Para se preparar para esta empreitada, sai em vantagem quem avalia se suas características têm a ver com as do empreendedor mínimo viável, conceito criado por André Telles e Carlos Matos no livro recém-lançado “O Empreendedor Viável: uma mentoria para empresas na época da cultura startup”. Entre elas, estão o conhecimento, a persistência e a capacidade financeira para superar os primeiros momentos até que o negócio amadureça.

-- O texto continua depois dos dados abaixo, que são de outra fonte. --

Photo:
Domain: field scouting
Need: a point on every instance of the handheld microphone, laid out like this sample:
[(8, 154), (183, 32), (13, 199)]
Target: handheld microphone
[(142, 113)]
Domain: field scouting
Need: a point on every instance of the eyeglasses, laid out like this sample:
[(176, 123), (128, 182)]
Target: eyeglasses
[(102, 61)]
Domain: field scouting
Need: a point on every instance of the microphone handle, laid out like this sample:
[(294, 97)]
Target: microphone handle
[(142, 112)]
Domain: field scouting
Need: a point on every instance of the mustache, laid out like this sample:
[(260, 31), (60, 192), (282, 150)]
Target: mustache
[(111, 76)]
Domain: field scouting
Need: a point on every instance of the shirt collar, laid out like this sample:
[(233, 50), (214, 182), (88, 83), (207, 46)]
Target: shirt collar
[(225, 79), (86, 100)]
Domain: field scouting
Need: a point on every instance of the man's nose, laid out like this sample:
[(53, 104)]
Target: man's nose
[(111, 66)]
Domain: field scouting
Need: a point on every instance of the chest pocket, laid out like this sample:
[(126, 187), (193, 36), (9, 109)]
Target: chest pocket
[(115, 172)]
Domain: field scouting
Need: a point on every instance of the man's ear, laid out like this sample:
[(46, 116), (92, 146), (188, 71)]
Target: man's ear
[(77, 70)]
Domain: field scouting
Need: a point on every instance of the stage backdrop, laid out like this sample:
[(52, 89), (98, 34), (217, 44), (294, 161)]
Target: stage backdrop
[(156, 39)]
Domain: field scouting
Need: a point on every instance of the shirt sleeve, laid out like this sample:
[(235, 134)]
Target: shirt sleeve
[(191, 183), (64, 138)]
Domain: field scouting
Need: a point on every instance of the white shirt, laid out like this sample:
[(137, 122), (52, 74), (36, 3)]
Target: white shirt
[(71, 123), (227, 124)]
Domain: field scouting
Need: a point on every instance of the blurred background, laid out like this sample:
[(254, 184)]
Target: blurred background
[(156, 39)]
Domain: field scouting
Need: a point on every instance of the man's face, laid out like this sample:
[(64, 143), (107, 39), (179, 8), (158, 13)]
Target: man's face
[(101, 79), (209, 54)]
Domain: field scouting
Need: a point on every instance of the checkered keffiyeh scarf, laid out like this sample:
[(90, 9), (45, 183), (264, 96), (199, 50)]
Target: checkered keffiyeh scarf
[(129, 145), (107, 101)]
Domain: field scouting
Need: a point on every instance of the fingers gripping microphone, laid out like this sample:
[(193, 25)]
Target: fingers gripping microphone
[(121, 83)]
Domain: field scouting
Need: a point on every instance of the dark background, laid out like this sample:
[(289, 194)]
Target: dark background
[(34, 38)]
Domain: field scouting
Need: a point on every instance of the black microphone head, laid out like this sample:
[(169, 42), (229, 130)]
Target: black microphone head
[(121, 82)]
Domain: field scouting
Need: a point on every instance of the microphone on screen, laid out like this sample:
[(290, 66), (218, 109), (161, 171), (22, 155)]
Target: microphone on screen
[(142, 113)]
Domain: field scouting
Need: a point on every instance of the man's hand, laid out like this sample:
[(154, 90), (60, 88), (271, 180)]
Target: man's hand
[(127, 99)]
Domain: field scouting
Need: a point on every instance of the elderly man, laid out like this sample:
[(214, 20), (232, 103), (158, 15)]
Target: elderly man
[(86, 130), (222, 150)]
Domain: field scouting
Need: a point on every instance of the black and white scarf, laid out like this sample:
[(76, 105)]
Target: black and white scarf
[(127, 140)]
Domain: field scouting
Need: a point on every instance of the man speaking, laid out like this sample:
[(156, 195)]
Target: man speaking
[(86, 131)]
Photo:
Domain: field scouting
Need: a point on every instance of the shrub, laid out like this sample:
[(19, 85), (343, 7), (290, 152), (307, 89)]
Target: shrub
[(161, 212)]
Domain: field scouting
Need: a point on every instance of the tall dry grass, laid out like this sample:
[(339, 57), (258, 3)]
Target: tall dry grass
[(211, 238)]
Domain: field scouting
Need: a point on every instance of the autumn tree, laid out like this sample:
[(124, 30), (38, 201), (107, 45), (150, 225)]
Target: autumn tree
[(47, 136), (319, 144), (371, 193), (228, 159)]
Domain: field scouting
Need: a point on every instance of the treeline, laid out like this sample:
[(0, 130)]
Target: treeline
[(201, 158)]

Outro ponto crucial para o sucesso de um novo negócio é ter conhecimento sobre o mercado, técnicas clássicas de gestão e de Marketing. Estar preparado para as dificuldades do ambiente é outra característica necessária, pois o ecossistema nacional ainda não funciona de forma integrada, o que gera dificuldades para quem está começando. “Estamos caminhando para uma nova cultura com cidades que propiciem um ambiente mais empreendedor, como é no Vale do Silício nos Estados Unidos. Em Curitiba, no Paraná, as empresas de base tecnológica ganham incentivos. Ele é pequeno, mas ganham. Vejo que em pouco tempo poderemos exportar produtos com valor agregado, que é uma das coisas que faltam para o Brasil”, diz André Telles, Consultor na área de Marketing e Inovação, e autor juntamente com Carlos Matos da obra, em entrevista ao Mundo do Marketing. Veja a entrevista completa:

Mundo do Marketing: Por que as pessoas costumam acreditar que criar uma startup é algo fácil e de retorno rápido?
André Telles: Algumas pessoas imaginam que uma empresa, principalmente uma empresa de tecnologia, terá sucesso do dia para a noite. O Pinterest é um caso que demorou quase 10 anos para se consolidar. Mas quando aparece na mídia, as pessoas pensam que aquela empresa apareceu em um ano logo se tornou um sucesso. Não foi bem assim. Os fundadores tiveram vários erros e acertos até que chegassem ao formato ideal, pivotaram muito, que é como chamamos a mudança de rumo. Tem casos que achamos que foi um sucesso lá atrás, como o Atari, mas não foi. Até aparece no filme “Jobs” ele comentando sobre a falta de inovação do jogo. É um engano as pessoas acharem que empresas de tecnologia e ligadas ao digital vão ter sucesso da noite para o dia. É uma série de conjunturas que vão levar ao sucesso.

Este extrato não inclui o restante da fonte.